Some other finalists — Shiva Shankar Talloju (special mention for the truly competitive online support he receieved), Ravi Hegde, Subrata Bal, Subas Chandra Bishwal and Shraddha Nayak offered tough competition to the winners with equally brilliant stories and stunning visuals (click on their names to see their images and the stories behind them). We thank them for participating and congratulate them on the fight they put up. There will be more photo contests soon and we hope to see their beautiful images again — perhaps on top next time!
Nature India’s first photo contest was conceived in 2014. The overwhelming response that captured the resurgence of science in the world’s largest democracy with the theme ‘Science & Technology in India’ was enough for us to make the contest an annual affair.
With 50 entries in 2014, the photo contest grew massively in size this year with several hundred entries pouring in from all corners of the world. The quality, quantity and novelty of these entries has been overwhelming. We were equally impressed with the way both amateur and professional photographers, scientists and non-scientists captured the theme ‘patterns’ with a variety of instruments — from cellphone cameras to high end DSLRs.
We will be back next year with another theme and hopefully equally stunning images. Till then, enjoy these winning images and the stories behind them!
Winner: Kumar M P. Picture caption: Life wrapped in legs.
“As I spent my childhood in the Western Ghats of India, crawling creatures piqued my interest. I spent time playing with them and would be amused to see them coil as if holding their body with their legs to protect themselves. This picture showing the intricate pattern on a crawly’s body was taken at the Indian Institute of Science campus in Bengaluru, India.”

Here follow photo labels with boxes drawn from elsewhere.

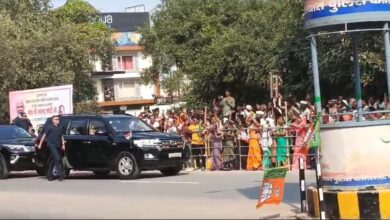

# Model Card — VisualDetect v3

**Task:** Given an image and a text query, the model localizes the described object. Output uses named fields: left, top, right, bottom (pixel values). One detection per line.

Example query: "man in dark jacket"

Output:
left=38, top=115, right=65, bottom=181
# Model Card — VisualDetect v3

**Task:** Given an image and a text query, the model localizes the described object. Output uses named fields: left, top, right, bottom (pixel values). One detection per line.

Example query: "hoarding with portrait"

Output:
left=9, top=85, right=73, bottom=128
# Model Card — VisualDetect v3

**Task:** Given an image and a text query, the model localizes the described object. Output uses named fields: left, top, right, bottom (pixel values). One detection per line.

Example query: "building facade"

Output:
left=92, top=12, right=161, bottom=114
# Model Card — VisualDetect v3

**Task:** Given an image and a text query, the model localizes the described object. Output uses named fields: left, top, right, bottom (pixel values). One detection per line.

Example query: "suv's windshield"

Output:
left=0, top=127, right=31, bottom=139
left=107, top=117, right=154, bottom=132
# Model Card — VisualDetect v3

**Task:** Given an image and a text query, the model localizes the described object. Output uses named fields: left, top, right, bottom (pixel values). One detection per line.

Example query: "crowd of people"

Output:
left=12, top=88, right=390, bottom=170
left=139, top=91, right=390, bottom=170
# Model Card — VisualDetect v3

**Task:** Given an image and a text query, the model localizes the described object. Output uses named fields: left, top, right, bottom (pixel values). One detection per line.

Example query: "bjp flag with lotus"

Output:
left=256, top=167, right=287, bottom=208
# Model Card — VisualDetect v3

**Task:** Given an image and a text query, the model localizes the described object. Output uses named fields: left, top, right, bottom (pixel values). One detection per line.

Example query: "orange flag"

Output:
left=256, top=167, right=287, bottom=208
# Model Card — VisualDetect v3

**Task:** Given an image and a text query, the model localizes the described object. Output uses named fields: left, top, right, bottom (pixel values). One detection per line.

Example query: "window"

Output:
left=89, top=120, right=107, bottom=135
left=117, top=56, right=134, bottom=70
left=67, top=120, right=87, bottom=135
left=108, top=117, right=154, bottom=132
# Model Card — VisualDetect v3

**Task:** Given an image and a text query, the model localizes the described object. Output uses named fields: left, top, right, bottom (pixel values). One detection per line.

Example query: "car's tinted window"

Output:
left=66, top=119, right=87, bottom=135
left=0, top=127, right=31, bottom=139
left=88, top=120, right=107, bottom=135
left=107, top=117, right=154, bottom=132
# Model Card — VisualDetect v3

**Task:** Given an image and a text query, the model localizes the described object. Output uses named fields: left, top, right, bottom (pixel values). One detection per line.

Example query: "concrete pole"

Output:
left=352, top=33, right=363, bottom=122
left=310, top=36, right=322, bottom=113
left=384, top=23, right=390, bottom=98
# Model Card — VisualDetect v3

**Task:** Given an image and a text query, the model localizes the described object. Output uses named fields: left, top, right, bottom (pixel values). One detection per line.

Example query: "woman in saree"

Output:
left=274, top=115, right=289, bottom=167
left=291, top=112, right=309, bottom=170
left=246, top=106, right=262, bottom=170
left=209, top=115, right=223, bottom=170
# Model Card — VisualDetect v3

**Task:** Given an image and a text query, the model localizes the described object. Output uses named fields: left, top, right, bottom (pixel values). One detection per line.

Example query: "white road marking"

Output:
left=121, top=180, right=199, bottom=185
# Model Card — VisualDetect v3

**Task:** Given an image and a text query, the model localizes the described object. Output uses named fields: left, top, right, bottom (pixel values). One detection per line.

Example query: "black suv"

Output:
left=0, top=125, right=44, bottom=179
left=36, top=115, right=186, bottom=179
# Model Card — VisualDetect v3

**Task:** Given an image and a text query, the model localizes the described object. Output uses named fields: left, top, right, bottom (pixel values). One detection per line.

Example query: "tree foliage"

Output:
left=141, top=0, right=390, bottom=105
left=0, top=0, right=113, bottom=120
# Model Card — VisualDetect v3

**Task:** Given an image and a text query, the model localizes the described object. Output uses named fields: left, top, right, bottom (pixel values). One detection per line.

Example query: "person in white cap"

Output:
left=220, top=90, right=236, bottom=118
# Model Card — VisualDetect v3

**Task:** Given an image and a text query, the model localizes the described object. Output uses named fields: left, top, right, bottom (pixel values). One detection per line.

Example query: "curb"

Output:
left=307, top=187, right=390, bottom=219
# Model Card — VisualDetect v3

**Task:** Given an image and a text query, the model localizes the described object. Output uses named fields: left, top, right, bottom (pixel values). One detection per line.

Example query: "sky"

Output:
left=52, top=0, right=160, bottom=12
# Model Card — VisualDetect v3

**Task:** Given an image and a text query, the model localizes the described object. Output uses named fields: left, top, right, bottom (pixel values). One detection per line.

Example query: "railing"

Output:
left=323, top=110, right=390, bottom=124
left=181, top=126, right=318, bottom=170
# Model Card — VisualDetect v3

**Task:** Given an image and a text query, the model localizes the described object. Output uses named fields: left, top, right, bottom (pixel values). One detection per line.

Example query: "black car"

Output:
left=0, top=125, right=43, bottom=179
left=36, top=115, right=186, bottom=179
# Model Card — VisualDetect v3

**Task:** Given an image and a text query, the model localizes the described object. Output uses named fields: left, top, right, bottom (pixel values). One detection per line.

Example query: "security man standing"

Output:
left=38, top=115, right=65, bottom=181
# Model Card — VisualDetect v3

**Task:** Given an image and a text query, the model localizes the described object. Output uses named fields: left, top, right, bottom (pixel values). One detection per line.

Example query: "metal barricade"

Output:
left=184, top=126, right=317, bottom=170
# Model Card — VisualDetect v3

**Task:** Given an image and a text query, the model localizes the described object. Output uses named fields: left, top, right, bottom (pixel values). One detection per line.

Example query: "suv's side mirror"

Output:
left=96, top=128, right=108, bottom=136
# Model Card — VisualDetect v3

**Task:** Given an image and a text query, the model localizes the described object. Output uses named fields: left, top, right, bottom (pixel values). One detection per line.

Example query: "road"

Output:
left=0, top=171, right=315, bottom=219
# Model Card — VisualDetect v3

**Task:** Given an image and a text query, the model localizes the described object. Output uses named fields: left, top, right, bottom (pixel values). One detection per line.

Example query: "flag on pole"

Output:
left=309, top=115, right=321, bottom=148
left=256, top=167, right=287, bottom=208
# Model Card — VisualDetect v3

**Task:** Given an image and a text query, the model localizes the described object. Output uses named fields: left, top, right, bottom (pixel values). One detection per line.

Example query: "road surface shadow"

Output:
left=7, top=171, right=38, bottom=179
left=237, top=183, right=300, bottom=208
left=67, top=172, right=188, bottom=180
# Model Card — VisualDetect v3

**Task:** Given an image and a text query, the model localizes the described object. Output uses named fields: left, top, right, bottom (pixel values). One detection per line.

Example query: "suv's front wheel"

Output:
left=0, top=153, right=9, bottom=179
left=116, top=151, right=141, bottom=179
left=160, top=165, right=182, bottom=176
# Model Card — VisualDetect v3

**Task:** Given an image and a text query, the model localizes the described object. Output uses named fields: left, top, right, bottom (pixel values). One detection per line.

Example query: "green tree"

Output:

— Kumar M P, Project Student, Indian Institute of Science, Bengaluru, Karnataka, India.
Runner-up #1: Kanika Bansal. Photo caption: Half filled with light.
“2015 is the International Year of Light, designated by the United Nations to learn and appreciate optical phenomena. In this top shot of a glass of water, the structure of the glass container produces an interesting pattern when light is partly reflected and scattered by the walls and the liquid inside. Slight asymmetry in the picture reverses the effect of depth, giving the illusion of an elevated object”.
— Kanika Bansal, New York City, New York, USA
Runner-up #2: Hemant Dhamne. Photo caption: Pollution vs. population
“These are cormorants perched on treetops that I captured against the morning smog. The picture shows how pollution from big cities is affecting us and our wildlife. I was fortunate to get this silhouette of so many birds forming a beautiful light and shade pattern.”
— Hemant Dhamne, Post Doc, Cancer Genomics Lab, Tata Memorial Centre-ACTREC, Navi Mumbai, Maharashtra India.